Saturday, February 21, 2015

Small We Begin


  I would like to begin at the beginning, but this is only the initial blog post to restart an inconsequential blog and not a bloated autobiography.

   My love for music comes from my Dad. Though our musical tastes were not identical he did help shape my love for melody and an appreciation for beauty in music.  He loved to whistle; that says a lot.

   I was very unmusical in Junior High at a time when watching too much television had me missing out on the golden age of mid to late 60’s rock and pop.  I knew the Beatles of course, watched the Monkees on the tube, and had friends who liked the Doors, Simon & Garfunkel, and Dylan, but I did not become a regular listener of music until my Junior year in High School. My clock radio introduced me to AM top forty but also to the almost prog sounds of Procol Harum’s Conquistador.  Thanks to the Midnight Special and other sources I also became acquainted with Three Dog Night (remember, melody) and the Bee Gees (ditto) pre-Saturday Night Fever.  I also loved the Guess Who.

   It was at a party that a friend introduced me to a band that forever has changed my musical life.  PD who helped provide music for the party brought her collection of Moody Blues’ albums…and she loaned them to me to re-listen to at my leisure.  Have I mentioned melody?  While this is not a post about the magnificent Moodies I can honestly say that the succeeding 40 years has been a quest in finding bands that might touch me with the supernal joys that I first experienced from journeying from Days of Future Past to Seventh Sojourn. 

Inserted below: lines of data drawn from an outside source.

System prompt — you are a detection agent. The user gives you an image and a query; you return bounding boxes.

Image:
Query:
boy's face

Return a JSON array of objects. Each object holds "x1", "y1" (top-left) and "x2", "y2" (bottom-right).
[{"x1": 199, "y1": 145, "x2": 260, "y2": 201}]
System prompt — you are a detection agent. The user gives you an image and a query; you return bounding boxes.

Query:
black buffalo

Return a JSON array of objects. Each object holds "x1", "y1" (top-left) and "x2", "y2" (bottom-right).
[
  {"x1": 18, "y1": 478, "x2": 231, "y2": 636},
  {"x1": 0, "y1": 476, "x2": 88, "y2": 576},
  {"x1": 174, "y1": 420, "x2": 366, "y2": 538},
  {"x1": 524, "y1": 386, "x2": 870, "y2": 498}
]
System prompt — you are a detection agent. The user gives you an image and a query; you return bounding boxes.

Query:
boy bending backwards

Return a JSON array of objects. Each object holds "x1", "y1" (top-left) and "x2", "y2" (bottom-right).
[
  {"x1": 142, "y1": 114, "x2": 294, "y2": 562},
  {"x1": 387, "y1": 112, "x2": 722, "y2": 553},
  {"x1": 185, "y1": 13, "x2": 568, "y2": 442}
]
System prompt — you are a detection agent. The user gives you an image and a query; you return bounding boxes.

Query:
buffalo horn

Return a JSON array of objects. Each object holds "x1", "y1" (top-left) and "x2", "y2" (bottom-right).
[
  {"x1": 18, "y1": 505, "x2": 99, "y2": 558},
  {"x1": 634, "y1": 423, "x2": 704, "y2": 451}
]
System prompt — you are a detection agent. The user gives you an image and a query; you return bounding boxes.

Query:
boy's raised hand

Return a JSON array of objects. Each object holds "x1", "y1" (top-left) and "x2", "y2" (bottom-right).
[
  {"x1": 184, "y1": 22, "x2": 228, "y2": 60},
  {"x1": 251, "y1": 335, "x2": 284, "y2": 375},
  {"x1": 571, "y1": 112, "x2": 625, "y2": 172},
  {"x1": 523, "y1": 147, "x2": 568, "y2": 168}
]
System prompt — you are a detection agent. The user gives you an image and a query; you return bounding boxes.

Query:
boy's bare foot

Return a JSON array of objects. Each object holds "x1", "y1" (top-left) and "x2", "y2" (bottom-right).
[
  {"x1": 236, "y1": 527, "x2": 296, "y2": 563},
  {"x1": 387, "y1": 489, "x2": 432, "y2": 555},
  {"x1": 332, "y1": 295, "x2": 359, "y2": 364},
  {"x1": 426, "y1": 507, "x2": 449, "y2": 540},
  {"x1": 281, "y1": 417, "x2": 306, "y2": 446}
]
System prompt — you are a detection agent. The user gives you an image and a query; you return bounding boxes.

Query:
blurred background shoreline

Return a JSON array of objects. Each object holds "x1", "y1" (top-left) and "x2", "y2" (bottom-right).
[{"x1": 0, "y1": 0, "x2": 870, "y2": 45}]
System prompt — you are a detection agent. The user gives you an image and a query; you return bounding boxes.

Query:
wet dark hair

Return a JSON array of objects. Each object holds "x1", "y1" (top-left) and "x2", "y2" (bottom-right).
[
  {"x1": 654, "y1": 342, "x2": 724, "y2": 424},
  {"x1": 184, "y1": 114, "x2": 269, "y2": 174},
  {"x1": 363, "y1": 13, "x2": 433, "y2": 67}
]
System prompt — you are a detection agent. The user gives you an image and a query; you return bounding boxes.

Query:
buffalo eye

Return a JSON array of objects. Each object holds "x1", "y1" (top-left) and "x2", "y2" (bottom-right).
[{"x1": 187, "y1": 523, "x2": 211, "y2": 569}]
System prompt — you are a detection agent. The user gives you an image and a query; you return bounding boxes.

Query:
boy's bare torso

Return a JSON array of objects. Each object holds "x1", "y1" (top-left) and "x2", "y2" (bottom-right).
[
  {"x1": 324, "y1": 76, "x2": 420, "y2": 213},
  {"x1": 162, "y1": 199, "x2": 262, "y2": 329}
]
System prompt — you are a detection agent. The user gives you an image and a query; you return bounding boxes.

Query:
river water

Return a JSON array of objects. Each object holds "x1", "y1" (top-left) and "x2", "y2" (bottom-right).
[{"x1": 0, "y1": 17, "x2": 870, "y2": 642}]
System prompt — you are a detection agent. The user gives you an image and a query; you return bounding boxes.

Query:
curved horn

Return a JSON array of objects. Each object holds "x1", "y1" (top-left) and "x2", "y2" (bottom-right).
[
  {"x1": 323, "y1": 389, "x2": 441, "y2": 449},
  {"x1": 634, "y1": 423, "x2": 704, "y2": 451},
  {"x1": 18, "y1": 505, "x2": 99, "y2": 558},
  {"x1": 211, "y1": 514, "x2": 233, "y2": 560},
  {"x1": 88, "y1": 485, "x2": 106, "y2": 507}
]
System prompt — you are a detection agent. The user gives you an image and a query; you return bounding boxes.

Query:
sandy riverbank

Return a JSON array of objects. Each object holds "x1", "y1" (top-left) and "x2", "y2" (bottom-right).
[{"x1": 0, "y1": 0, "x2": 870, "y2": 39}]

   I quickly discovered Queen and Electric Light Orchestra (there were things on AM radio worth pursuing) and my cousin Dave introduced me another band that would forever mold my musical tastes—Genesis.   I also started exploring the discographies of Yes and Jethro Tull, two bands I met via their top forty hits: Roundabout and Aqualung.

    And now decades later, I re-launch this music blog originally started in early 2014 under the name Seirenes of Titan (even though blogs are so 2009) because my long-time best friend “the Spoiler” has re-kindled my love for prog which had dwindled and burned out back around 2005/6.   I also acknowledge a debt of gratitude to both Dr. Thomas Woods and Dr. Brad Birzer.  The love these two marvelous Christian scholars and amateur prog musicologists have for progressive music, and the joy in which they share their passions, caused me to discover BIG BIG TRAIN.  This band alone can fuel a plethora of future posts.  But I have also been diving back into the Flower Kings, Marillion, and Steven Wilson.

    I only scratch the surface here.

    That’s why there will be more posts to come.

    The Moody Blues were only the beginning in this trek to The (n)Everland of Prog.  I continue searching for lost chords.